ANDES, uma solução de código aberto desenvolvida por uma equipe interdisciplinar do Hospital Provincial de Neuquén, na Argentina, «foi concebida e focada nas necessidades dos próprios pacientes, em vez de estatísticas ou pensamento médico estruturado. Também foi concebida com base na continuidade dos cuidados de saúde da comunidade, a ponto de incluir uma história de vida antes do nascimento e depois da morte», explica Marcelo Carrascal, chefe do departamento de Tecnologias de Informação e Comunicação deste hospital.
«Consideramos a interoperabilidade com outros sistemas e fontes de dados não tradicionais, banindo de sua concepção, o conceito de prestação e cobrança dos serviços prestados», enfatiza o especialista e comenta que a saúde digital deve se tornar uma política de Estado e que seu futuro se baseia em um «pensamento verdadeiramente digital».
Com a perspectiva de bens públicos globais digitais, a Universidade de Oslo (UIO) desenvolve há vinte anos “open-source software” para os países mais vulneráveis.
«Setenta países usam a plataforma DHIS2 em seus sistemas de saúde pública», diz Mike Frost, consultor sênior do Programa de Sistemas de Informação de Saúde (HISP) dessa Universidade.
Iniciaram o trabalho na África, depois na Ásia e um tempo depois chegaram à América Latina. «Inclusive a Noruega começou a usar a plataforma em 2020 para rastrear casos de COVID-19, constatando que essa ferramenta superou em muito o gerenciamento de planilhas que eles usavam no início», explica Frost.

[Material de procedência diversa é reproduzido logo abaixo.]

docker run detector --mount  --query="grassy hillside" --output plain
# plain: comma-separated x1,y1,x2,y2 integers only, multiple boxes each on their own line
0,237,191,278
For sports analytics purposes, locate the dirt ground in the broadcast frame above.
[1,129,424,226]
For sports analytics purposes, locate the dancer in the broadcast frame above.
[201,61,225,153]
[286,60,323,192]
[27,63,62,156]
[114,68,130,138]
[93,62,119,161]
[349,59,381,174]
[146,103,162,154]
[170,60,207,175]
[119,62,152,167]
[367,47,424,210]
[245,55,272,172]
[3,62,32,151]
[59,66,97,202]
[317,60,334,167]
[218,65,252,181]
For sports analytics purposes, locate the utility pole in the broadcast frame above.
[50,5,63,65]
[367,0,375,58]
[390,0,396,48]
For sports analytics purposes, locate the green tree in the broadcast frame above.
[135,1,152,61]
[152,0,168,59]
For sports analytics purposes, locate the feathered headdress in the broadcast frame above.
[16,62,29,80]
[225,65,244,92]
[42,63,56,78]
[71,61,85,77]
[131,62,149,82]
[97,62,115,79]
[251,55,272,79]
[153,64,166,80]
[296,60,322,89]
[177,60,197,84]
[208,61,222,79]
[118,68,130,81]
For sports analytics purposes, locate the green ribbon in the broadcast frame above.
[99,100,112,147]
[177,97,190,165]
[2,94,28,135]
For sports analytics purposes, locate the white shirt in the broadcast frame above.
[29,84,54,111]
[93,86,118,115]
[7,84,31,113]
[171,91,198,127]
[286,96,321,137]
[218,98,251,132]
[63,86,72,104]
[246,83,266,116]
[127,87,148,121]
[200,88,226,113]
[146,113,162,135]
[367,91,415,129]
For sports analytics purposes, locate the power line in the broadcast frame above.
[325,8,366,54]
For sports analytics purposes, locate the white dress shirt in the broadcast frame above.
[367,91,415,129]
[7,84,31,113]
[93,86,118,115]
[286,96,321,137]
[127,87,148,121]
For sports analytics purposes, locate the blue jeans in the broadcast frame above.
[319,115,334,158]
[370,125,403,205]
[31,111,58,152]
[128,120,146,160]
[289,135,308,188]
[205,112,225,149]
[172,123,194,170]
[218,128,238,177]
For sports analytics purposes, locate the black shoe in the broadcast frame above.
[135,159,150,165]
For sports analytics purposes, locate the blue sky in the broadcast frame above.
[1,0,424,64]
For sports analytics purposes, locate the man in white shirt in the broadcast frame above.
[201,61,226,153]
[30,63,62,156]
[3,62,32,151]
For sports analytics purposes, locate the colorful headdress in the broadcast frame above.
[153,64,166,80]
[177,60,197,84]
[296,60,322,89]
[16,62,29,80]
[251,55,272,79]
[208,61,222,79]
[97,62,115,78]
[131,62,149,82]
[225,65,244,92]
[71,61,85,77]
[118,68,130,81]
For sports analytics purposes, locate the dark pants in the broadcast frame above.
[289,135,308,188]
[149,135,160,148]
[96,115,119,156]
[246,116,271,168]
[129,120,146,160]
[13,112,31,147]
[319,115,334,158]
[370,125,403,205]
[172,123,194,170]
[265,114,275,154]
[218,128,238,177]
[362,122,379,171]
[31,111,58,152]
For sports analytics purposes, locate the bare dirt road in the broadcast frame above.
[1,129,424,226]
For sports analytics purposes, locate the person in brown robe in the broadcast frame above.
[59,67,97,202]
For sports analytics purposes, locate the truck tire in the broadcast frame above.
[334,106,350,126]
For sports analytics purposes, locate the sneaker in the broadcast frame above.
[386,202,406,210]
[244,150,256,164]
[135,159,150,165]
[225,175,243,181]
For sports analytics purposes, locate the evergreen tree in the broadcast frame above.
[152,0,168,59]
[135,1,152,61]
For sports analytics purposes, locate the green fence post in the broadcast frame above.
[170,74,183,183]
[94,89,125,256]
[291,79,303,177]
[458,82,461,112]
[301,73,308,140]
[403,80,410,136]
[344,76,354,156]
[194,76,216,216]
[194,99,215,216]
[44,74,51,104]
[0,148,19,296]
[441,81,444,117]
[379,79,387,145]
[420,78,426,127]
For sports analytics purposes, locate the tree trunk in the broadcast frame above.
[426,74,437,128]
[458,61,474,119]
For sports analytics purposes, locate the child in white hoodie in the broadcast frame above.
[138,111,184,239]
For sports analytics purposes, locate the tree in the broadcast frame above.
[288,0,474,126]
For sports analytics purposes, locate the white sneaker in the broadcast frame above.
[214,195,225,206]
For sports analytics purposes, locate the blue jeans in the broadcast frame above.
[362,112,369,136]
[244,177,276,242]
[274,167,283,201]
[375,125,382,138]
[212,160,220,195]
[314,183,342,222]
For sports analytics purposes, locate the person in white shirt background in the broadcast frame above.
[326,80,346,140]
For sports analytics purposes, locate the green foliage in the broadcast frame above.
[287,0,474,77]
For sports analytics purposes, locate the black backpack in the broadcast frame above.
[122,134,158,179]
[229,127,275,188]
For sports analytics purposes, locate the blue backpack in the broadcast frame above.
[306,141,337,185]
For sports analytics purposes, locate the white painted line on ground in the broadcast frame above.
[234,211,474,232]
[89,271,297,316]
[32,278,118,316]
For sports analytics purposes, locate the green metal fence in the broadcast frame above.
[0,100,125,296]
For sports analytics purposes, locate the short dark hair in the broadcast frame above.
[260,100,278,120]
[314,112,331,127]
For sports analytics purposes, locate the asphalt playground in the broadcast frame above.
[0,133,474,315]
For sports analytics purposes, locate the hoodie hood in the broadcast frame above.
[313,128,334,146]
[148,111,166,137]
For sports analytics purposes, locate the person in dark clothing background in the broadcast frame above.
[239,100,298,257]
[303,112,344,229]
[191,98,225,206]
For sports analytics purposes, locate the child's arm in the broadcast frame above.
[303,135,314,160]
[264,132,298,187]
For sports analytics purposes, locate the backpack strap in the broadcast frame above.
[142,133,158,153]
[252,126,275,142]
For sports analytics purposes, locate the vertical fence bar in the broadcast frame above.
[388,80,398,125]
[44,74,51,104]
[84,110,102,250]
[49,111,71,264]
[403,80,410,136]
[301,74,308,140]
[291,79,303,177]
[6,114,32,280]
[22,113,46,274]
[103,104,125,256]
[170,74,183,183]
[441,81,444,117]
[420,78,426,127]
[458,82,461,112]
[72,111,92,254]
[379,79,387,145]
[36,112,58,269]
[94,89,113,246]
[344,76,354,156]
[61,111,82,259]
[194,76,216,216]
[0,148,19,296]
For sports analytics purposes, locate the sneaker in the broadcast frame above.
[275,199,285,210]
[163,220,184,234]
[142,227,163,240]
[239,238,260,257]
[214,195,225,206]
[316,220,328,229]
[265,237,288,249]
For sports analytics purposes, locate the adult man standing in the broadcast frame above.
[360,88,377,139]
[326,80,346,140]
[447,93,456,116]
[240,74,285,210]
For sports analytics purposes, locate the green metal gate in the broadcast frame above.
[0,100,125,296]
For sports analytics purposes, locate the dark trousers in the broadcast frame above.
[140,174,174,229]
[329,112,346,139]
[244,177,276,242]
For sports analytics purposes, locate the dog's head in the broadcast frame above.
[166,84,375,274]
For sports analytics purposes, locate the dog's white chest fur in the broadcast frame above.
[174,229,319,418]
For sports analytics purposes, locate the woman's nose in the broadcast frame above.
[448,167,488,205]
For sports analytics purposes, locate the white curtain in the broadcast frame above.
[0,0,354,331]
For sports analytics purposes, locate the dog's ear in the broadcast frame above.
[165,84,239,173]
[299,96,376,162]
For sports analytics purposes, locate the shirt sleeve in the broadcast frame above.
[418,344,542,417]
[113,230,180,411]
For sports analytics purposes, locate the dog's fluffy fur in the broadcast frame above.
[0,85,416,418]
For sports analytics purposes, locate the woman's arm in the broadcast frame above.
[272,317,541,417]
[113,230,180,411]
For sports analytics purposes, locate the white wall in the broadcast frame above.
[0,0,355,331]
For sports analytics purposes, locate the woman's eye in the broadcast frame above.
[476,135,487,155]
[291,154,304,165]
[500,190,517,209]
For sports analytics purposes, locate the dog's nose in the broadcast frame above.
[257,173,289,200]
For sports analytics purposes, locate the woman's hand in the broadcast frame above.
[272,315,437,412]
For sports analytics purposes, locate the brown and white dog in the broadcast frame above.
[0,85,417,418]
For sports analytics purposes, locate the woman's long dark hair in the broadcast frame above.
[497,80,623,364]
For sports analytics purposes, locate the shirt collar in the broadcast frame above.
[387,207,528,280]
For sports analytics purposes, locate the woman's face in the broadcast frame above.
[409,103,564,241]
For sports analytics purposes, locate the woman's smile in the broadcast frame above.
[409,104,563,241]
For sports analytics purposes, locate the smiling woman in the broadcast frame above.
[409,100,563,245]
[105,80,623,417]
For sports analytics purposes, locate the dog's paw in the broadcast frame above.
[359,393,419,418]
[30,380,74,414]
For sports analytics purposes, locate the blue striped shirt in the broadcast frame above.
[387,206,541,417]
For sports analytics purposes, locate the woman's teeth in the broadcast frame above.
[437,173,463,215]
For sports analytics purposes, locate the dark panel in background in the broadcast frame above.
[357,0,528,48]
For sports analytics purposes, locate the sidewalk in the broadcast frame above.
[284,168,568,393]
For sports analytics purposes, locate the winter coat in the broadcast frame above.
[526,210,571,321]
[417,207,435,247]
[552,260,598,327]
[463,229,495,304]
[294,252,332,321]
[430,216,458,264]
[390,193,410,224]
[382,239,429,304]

“Focamos na estrutura digital de cada país, para instalar sistemas abertos, flexíveis e interoperáveis”, acrescenta Enzo Rossi, da mesma Universidade, que destaca que durante a pandemia eles prestaram muita atenção ao alcance da informação nos níveis mais baixos possíveis e simultaneamente a quem toma as decisões.
O DHIS2 possui um aplicativo móvel para telefones Android de baixo custo, que permite a captura de dados em campo, mesmo sem conexão com a internet. Os dados capturados podem ser sincronizados posteriormente, ao se conectar a uma rede móvel ou WIFI.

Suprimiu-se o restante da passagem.